A Singaporean woman inseminated with a stranger’s sperm in a startling in-vitro fertilisation (IVF) mistake cannot be compensated in full for raising the child, the city-state’s top court ruled Wednesday.
Allowing the woman compensation would go against public policy on one’s obligations as a parent, the Court of Appeal said, adding that the expenses incurred in raising the child should not be considered as a loss.
“The duty to maintain one´s child is a duty which lies at the very heart of parenthood, and thus the expenses which are incurred… are not capable of characterisation as a loss,” the five-judge appeals court wrote in a 141-page ruling.
In a long-running lawsuit that started in 2012, the woman sued a private hospital, its fertility clinic and two fertility doctors after she was inseminated with the wrong sperm.
According to court documents, it was the second time that the ethnic Chinese Singaporean woman had IVF treatment at the privately-owned clinic. Her German husband is of Caucasian descent.
But she was mistakenly inseminated with the sperm of a complete stranger, an Indian man.
The mistake surfaced only after the child was born and her parents realised she had a different skin tone from her brother.
Worried she might have a genetic problem, the child — known as Baby P in court proceedings — was sent for tests which revealed the mix-up.
The hospital admitted to its mistake — there had been two sets of sperm in the processing area — and was fined Sg$20,000 ($14,300) in 2011.

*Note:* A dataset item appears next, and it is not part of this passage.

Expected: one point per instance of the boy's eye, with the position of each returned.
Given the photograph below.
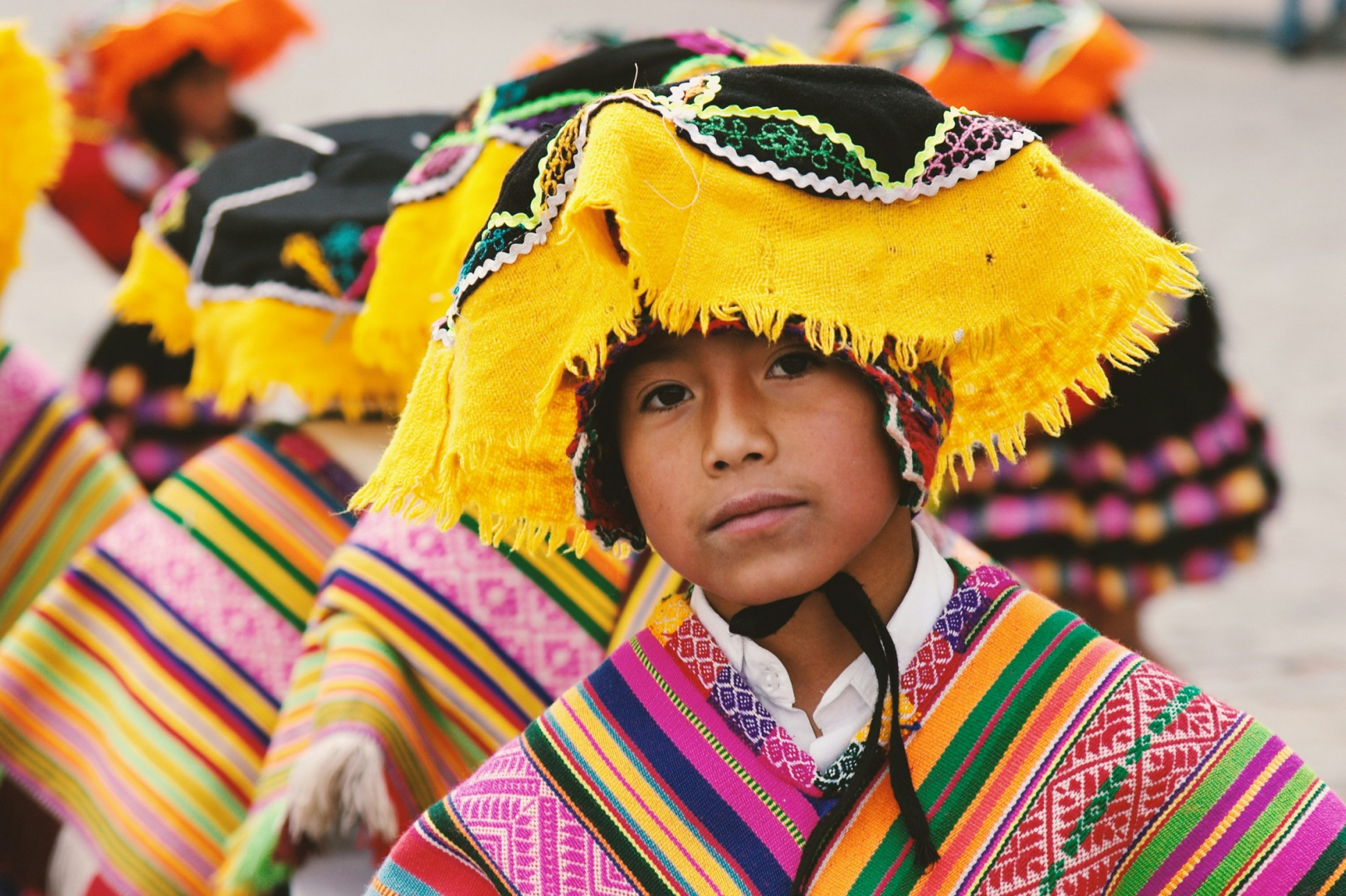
(666, 397)
(793, 365)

The mother sued for damages in 2012 for mental distress as well as pain and suffering relating to the pregnancy, and for upkeep of the child.
This was dismissed by a lower court and upheld by the appeals court on Wednesday.
The judges noted that Baby P was a healthy child who was planned for and that allowing a claim would mean recognising the birth as a mistake.
However, the court also ruled that the woman had suffered a loss of “genetic affinity” with the child and should be awarded damages which come up to 30 percent of the cost of raising Baby P.
“This loss of ‘affinity’ can also result in social stigma and embarrassment arising out of the misperceptions of others, as was the case here.”
The girl, who will be seven this year, is attending an international school in Beijing where the family is now based.